Numerical Integration: Approximating Improper Integrals

Question

I am working on a math problem as part of my Physics project, and I need to numerically evaluate the integral

$\int_0^{\infty}\frac{f(x)}{(1+ax)^n}dx$

where $a$ is some positive constant and $1 < n < 2$, also $f(x)$ can be assumed to be slowly varying.

The problem is that I don't actually have an analytical expression for $f(x)$, I only have samples of $f(x)$ for a finite range of $x$. And assuming that $f(x)$ is slowly varying, the fractional error in stopping the integration at some limit $x'$ is $\sim (1+ax')^{1-n}$. This implies that for a given allowed tolerance, $x'$ becomes really large as $n$ approaches 1. This is a problem as sampling $f(x)$ for large $x$ costs a lot of computation time.

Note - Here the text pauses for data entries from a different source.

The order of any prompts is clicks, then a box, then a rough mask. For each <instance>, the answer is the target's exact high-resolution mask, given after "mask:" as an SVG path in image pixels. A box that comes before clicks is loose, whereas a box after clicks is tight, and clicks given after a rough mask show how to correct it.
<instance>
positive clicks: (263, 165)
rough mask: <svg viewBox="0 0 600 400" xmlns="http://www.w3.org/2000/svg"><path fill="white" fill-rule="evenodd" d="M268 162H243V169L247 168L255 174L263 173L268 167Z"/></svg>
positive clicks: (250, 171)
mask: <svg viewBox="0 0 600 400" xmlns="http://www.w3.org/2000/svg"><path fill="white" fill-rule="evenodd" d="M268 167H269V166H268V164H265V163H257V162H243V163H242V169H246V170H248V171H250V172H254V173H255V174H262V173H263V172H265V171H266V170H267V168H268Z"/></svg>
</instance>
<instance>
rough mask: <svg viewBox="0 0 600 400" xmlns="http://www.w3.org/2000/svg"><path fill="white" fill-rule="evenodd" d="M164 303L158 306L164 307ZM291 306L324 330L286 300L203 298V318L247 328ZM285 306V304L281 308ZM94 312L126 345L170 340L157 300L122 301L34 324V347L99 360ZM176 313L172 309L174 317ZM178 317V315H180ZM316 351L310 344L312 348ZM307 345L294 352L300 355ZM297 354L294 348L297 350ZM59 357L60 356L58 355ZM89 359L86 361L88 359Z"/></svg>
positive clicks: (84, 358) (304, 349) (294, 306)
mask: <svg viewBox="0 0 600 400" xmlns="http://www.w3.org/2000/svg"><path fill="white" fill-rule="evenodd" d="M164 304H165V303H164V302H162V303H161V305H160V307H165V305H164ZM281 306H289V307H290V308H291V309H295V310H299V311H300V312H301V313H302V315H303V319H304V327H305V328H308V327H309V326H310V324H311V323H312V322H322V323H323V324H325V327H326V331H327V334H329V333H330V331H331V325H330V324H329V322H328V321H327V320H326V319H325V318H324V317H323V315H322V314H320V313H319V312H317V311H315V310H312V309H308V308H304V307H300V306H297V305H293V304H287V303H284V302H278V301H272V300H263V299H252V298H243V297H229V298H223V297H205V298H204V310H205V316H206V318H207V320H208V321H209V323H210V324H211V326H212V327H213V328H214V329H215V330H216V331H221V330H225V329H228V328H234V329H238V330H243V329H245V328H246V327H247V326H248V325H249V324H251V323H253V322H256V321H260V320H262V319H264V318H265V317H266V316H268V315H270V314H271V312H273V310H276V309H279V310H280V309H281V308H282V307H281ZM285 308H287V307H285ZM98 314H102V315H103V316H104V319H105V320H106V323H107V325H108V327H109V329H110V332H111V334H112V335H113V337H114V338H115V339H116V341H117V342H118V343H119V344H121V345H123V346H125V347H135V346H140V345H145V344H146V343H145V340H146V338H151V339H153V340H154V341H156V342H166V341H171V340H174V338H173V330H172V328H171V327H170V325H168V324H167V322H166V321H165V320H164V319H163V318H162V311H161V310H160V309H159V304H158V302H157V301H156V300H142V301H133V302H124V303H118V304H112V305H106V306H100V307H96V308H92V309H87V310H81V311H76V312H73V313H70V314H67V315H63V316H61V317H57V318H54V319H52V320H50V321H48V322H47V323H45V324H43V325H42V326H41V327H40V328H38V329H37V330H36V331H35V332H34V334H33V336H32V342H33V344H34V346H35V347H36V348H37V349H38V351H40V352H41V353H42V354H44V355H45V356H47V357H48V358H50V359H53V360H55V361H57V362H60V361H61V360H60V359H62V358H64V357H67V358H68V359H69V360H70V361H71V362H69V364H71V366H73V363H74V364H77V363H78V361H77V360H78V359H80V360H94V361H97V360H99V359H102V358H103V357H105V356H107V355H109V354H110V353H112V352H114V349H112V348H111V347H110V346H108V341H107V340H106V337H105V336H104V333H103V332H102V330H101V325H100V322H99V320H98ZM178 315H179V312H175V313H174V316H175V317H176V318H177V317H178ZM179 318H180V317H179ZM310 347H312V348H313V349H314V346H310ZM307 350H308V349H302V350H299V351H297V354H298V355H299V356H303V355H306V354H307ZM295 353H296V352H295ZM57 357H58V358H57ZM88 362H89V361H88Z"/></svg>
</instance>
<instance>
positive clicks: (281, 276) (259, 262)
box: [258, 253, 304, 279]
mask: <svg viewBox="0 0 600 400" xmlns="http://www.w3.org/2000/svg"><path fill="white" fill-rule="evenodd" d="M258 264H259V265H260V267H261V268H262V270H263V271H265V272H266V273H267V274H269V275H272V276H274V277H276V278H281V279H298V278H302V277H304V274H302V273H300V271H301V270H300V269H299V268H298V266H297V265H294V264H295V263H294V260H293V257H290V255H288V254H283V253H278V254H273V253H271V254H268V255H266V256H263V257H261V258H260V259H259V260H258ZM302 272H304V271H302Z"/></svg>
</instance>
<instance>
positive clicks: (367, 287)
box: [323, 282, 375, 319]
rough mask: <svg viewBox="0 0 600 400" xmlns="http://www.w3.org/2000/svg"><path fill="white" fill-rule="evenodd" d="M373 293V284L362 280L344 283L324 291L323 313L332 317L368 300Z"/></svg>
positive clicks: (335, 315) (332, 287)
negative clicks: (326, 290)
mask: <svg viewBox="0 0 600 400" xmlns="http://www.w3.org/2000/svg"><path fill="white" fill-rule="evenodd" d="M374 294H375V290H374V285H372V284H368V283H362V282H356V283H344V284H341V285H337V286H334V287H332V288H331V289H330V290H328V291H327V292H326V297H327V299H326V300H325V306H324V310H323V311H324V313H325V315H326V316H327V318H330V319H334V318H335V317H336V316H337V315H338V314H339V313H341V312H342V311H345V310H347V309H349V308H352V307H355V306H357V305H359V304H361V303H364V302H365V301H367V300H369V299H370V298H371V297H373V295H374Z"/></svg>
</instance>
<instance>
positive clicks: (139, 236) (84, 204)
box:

What are some ways I can reduce the computation time needed without losing accuracy?

Answer 1

The definition of the incomplete Gamma function is $$ \Gamma(s,z_0) = \int_{z_0}^{\infty} z^{s-1} e^{-z} \, dz $$ (a complex contour integral if $z_0$ is complex). Setting $s=1-n$ and $z_0=-ib/a$ and setting the integration path to $z(t) = -ib/a - ibt$ (for $t$ from 0 to $\infty$) results in $$ \Gamma(1-n, -ib/a) = -\frac{a^n}{b^{n-1}} i^{n+1} \exp(ib/a) \int_0^{\infty} \frac{\exp(ibx)}{(1 + ax)^n} \, dx $$ or $$ \int_0^{\infty} \frac{\exp(ibx)}{(1 + ax)^n} \, dx = -\frac{b^{n-1}}{a^n} (-i)^{n+1} \exp(-ib/a) \Gamma(1-n, -ib/a). $$ Use $(-i)^{n+1} = \exp((n+1) \log(-i))$ with branch cut of the negative real axis to evaluate $(-i)^{n+1}.$ With standard branch cut of the negative real axis, $\log (-i) = -i\pi/2.$

So if you can express your function $f$ as a linear combination of sinusoids, you can use the incomplete Gamma function to evaluate this integral. Evaluating the incomplete Gamma function is somewhat challenging, but most numerical analysis software will do it.